Des Algériens manifestent, le 17 mai 2019, devant la Grande Poste à Alger.
Des Algériens manifestent, le 17 mai 2019, devant la Grande Poste à Alger. (RYAD KRAMDI / AFP)

Des milliers d'Algériens se sont rassemblés, vendredi 17 mai dans le centre d'Alger, pour un 13e vendredi de manifestations dans le pays, où le mois de jeûne du ramadan n'a pas entamé la mobilisation.

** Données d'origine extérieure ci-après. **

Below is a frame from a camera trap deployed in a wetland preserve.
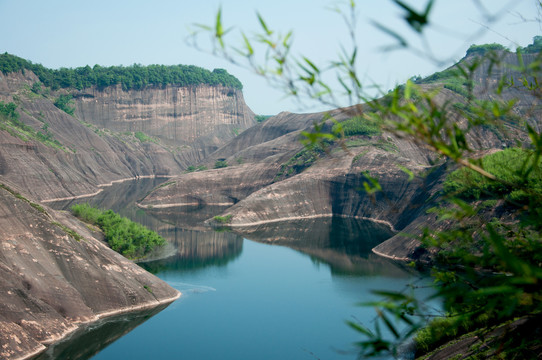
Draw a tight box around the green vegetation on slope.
[444,148,542,203]
[331,116,382,137]
[467,43,508,56]
[0,53,243,90]
[0,101,67,151]
[71,204,166,259]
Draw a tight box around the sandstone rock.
[0,187,180,359]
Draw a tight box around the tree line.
[0,52,243,90]
[71,204,166,259]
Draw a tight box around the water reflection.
[49,178,243,272]
[44,179,434,360]
[33,305,168,360]
[236,217,404,276]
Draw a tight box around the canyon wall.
[74,85,255,160]
[0,71,254,200]
[0,187,180,359]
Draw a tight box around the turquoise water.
[47,180,438,359]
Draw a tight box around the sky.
[0,0,542,115]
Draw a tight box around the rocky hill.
[140,52,540,259]
[0,61,254,200]
[0,54,254,359]
[0,186,180,359]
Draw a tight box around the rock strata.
[0,187,180,359]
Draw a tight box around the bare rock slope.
[0,187,180,359]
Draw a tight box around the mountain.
[0,54,255,359]
[140,52,541,260]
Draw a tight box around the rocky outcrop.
[0,66,254,359]
[0,187,180,359]
[75,85,255,160]
[0,71,254,200]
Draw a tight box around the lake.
[42,179,436,360]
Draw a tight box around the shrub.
[215,160,228,169]
[213,214,232,224]
[332,116,382,136]
[71,204,166,259]
[444,148,542,203]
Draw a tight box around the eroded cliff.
[0,187,180,359]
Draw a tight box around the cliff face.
[141,48,540,259]
[0,71,254,200]
[0,184,183,359]
[0,66,254,359]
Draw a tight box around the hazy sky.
[0,0,542,114]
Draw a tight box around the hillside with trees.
[0,53,243,90]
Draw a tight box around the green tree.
[196,0,542,358]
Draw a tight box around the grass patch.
[213,214,233,224]
[274,147,325,182]
[52,221,83,241]
[0,184,49,216]
[71,204,166,259]
[443,148,542,204]
[331,116,382,137]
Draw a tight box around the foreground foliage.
[192,0,542,359]
[71,204,166,259]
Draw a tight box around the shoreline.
[20,289,182,360]
[371,248,412,262]
[226,214,397,232]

La police s'est déployée en nombre à Alger et interdit notamment, avec des véhicules et des policiers munis de boucliers, l'accès au parvis et aux marches de la Grande Poste, lieu symbolique pour les manifestants.

"Honte à vous policiers", ont crié des manifestants, selon un journaliste de l'AFP, dans une ambiance tendue, marquée par quelques bousculades. Selon des sites d'information et des internautes sur les réseaux sociaux, les policiers ont pulvérisé à la mi-journée des gaz lacrymogènes pour éloigner les manifestants essayant de forcer le passage.

"Pas d'Etat militaire"

Des barrages filtrants ont par ailleurs été installés par les forces de l'ordre sur certains axes routiers menant à Alger, a raconté à l'AFP Ali, commerçant venu de Bordj Menaïel, à 60 km à l'est de la capitale. Un dispositif similaire a été mis en place aux entrées de Bordj Bou Arreridj, localité particulièrement mobilisée depuis le début du mouvement du 22 février, à 150 km au sud-est de la capitale, selon des médias algériens.

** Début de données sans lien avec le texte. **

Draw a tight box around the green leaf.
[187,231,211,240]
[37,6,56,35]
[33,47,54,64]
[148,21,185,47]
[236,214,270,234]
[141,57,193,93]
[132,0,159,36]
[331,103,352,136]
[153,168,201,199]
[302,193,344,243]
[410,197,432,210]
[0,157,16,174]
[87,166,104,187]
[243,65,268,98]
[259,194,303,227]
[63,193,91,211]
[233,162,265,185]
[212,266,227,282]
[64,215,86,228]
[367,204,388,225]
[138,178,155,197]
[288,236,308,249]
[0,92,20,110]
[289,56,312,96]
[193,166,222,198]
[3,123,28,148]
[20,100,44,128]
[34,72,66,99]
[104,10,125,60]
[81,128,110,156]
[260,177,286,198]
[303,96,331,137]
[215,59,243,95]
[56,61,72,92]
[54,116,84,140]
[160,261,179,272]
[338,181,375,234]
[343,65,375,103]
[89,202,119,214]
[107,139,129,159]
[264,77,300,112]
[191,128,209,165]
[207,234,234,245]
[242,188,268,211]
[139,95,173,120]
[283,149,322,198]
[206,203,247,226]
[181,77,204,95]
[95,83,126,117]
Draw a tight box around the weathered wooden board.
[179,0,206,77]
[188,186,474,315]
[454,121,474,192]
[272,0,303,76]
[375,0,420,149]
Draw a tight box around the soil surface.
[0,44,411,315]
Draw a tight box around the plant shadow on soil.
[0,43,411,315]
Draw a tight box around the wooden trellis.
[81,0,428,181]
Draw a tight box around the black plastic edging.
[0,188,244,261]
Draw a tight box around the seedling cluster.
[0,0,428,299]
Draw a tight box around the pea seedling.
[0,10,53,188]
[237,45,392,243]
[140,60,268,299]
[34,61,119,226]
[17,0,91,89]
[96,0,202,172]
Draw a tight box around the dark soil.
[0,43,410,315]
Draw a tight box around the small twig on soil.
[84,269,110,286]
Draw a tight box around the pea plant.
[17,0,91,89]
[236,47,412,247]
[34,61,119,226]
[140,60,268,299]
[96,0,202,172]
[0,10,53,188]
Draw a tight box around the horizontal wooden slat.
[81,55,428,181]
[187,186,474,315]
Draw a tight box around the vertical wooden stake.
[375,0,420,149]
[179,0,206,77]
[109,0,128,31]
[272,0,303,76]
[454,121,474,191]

"Non aux élections" prévues le 4 juillet pour élire un successeur au président Abdelaziz Bouteflika, peut-on lire sur certaines pancartes. Après vingt ans à la tête de l'Algérie, l'ancien chef de l'Etat a été contraint de démissionner le 2 avril sous les pressions conjuguées du mouvement inédit de contestation et de l'armée. Les manifestants réclament également à hauts cris un "Etat civil".

"Pas d'Etat militaire", martèlent-ils alors que l'armée est revenue au centre du jeu politique, après avoir contribué de façon décisive au départ du président Bouteflika, faisant de facto de son chef d'état-major, le général Ahmed Gaïd Salah, l'homme fort du pays.